Schronienie między drzewami – park w centrum Belgradu zamienił się w obóz uchodźców
Olivia Drost
21 października 2015, 05:41·4 minuty czytania
Publikacja artykułu: 21 października 2015, 05:41
Wczesne przedpołudnie w serbskiej stolicy, Belgradzie. Pierwszy października. 12 stopni Celsjusza, lekka mżawka. Od czasu do czasu wieje chłodny, porywisty wiatr. Miasto żyje własnym życiem. Serbowie śpieszą się do pracy. Kierowca autobusu powoli pali papierosa, czekając na przystanku na wsiadających pasażerów. Serbka w kiosku sprzedaje lokalne gazety, wypełnione po brzegi informacjami o sytuacji na granicach i kryzysie migracyjnym. Na każdej okładce słowo „uchodźca”.
Reklama.
Pojechałam do Belgradu na międzynarodową konferencję o nowych mediach. Razem z grupą znajomych w wolnym czasie postanowiliśmy zobaczyć miasto. Pierwszy kontakt zaczął się od jego najbardziej dynamicznej części – okolicy dworca kolejowego i autobusowego. W środku tygodnia, około południa przechadzają się tamtędy tłumy. Serbowie spóźnieni na pociąg, spieszący do pracy, umówieni na spotkania w centrum Belgradu, goniący za swoimi obowiązkami. Pytam mężczyznę o nazwę parku znajdującego się naprzeciwko dworca. Odwraca wzrok. Udaje, że nie słyszy pytania. Ucieka.
Park – schronienie
Tak samo zachowuje się większość Serbów, których droga do pracy, na spotkanie, autobus, pociąg, cokolwiek, przebiega przez ten park. Tej jesieni jest on bardziej kolorowy niż zwykle. A to za sprawą różnobarwnych, choć wypłowiałych namiotów, które rozbili w nim uchodźcy.

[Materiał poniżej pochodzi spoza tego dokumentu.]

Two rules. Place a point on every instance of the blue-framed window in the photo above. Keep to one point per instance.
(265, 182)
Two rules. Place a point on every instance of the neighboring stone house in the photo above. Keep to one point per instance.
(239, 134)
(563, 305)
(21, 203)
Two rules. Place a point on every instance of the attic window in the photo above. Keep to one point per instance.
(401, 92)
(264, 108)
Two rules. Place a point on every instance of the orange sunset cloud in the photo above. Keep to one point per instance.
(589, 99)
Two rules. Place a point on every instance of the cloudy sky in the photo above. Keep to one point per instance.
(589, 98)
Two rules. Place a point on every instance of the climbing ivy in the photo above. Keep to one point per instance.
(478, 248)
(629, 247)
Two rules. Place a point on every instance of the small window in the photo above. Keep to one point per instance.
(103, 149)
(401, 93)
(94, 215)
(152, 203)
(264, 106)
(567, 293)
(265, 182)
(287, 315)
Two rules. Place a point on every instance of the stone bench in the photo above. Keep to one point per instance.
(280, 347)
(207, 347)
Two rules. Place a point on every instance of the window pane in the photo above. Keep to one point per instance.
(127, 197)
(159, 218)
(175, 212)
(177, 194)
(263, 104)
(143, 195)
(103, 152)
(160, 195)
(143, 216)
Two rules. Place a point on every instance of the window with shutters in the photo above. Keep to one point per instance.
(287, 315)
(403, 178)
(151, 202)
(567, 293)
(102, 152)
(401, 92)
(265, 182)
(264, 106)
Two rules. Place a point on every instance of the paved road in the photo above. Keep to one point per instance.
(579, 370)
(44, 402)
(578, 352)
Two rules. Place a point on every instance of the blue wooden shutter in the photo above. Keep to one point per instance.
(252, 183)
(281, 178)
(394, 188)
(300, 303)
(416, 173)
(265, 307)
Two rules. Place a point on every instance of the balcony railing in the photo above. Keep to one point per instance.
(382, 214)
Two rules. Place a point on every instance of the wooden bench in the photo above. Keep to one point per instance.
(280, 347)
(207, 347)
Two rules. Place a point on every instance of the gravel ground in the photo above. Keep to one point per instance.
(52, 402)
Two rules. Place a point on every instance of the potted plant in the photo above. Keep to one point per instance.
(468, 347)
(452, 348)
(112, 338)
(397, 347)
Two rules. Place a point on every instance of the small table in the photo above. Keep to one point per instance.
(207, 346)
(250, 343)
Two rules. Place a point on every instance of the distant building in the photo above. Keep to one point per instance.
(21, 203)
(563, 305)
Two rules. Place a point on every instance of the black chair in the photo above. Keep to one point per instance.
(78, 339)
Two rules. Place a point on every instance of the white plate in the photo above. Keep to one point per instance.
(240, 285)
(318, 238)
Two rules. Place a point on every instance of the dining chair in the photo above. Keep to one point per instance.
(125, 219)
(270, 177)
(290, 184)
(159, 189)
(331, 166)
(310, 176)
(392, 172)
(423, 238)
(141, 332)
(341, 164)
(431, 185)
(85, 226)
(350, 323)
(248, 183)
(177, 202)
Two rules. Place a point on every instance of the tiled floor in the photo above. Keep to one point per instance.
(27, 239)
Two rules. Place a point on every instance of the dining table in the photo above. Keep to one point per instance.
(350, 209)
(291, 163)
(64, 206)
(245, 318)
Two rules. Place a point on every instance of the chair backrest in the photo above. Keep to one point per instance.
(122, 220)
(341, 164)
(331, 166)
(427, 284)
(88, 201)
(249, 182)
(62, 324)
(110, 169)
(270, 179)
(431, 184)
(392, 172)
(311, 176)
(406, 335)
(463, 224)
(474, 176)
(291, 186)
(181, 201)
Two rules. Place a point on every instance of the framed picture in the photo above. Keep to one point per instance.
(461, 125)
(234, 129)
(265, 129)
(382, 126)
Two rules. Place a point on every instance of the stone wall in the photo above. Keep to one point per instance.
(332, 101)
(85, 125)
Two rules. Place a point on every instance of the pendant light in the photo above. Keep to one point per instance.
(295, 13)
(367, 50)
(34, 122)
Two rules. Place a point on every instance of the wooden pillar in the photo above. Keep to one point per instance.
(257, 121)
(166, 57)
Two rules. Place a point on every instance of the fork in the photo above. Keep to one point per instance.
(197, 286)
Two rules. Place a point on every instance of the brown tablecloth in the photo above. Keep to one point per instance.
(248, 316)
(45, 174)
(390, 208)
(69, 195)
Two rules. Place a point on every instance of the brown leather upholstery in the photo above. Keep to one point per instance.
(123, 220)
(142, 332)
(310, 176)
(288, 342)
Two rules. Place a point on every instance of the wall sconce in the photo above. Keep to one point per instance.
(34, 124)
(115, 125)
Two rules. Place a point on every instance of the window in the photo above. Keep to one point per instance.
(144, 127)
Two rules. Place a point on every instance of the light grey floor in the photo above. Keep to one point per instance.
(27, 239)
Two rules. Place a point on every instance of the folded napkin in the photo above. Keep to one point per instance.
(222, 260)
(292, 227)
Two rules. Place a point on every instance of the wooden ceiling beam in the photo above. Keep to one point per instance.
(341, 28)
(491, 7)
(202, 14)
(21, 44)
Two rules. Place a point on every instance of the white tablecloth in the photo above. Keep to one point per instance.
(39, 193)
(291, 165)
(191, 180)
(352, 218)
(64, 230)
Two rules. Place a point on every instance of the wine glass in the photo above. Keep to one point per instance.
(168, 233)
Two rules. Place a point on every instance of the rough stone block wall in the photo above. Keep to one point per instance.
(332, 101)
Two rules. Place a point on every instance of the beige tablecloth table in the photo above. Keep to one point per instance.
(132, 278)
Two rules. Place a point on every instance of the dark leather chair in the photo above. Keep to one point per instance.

Niektóre przykryto kurtkami lub workami, by nie przeciekały. Między błotem i kałużami leżą paczki po papierosach, śmieci, worki foliowe, dziecięce zabawki, futbolówki oraz torby, w które spakowali dorobek całego życia. Leżą też sami uchodźcy.
Część z nich, owinięta folią termiczną śpi w namiotach lub drzemie na ławkach. Kobiety co jakiś czas przynoszą paczki z logiem organizacji „Save the Children”, UNHCR lub Międzynarodowego Czerwonego Krzyża, które zorganizowały centrum pomocy nieopodal parku. Znajdują w nich napoje, ciepłe posiłki i śpiwory. Kilkoro dzieci biega między drzewami. Najwięcej jest jednak młodych mężczyzn, około 20 roku życia.
Ucieczka tylko dla młodych i silnych
Zbierają się w mniejszych grupach. Zniechęceni obserwują ludzi przechodzących przez park. Unikają kontaktu z przechodniami. Na około namiotów rozstawione są już dwie czy trzy kamery. Gdy podchodzi do nich dziennikarz, odwracają wzrok, nie chcą z nikim rozmawiać. „Pretty girl” krzyczą, dostrzegając dziewczyny z Polski. Wyciągają smartfony i proszą o zdjęcie. To jedyna szansa, by wejść do tego zamkniętego grona. By poznać ich historię.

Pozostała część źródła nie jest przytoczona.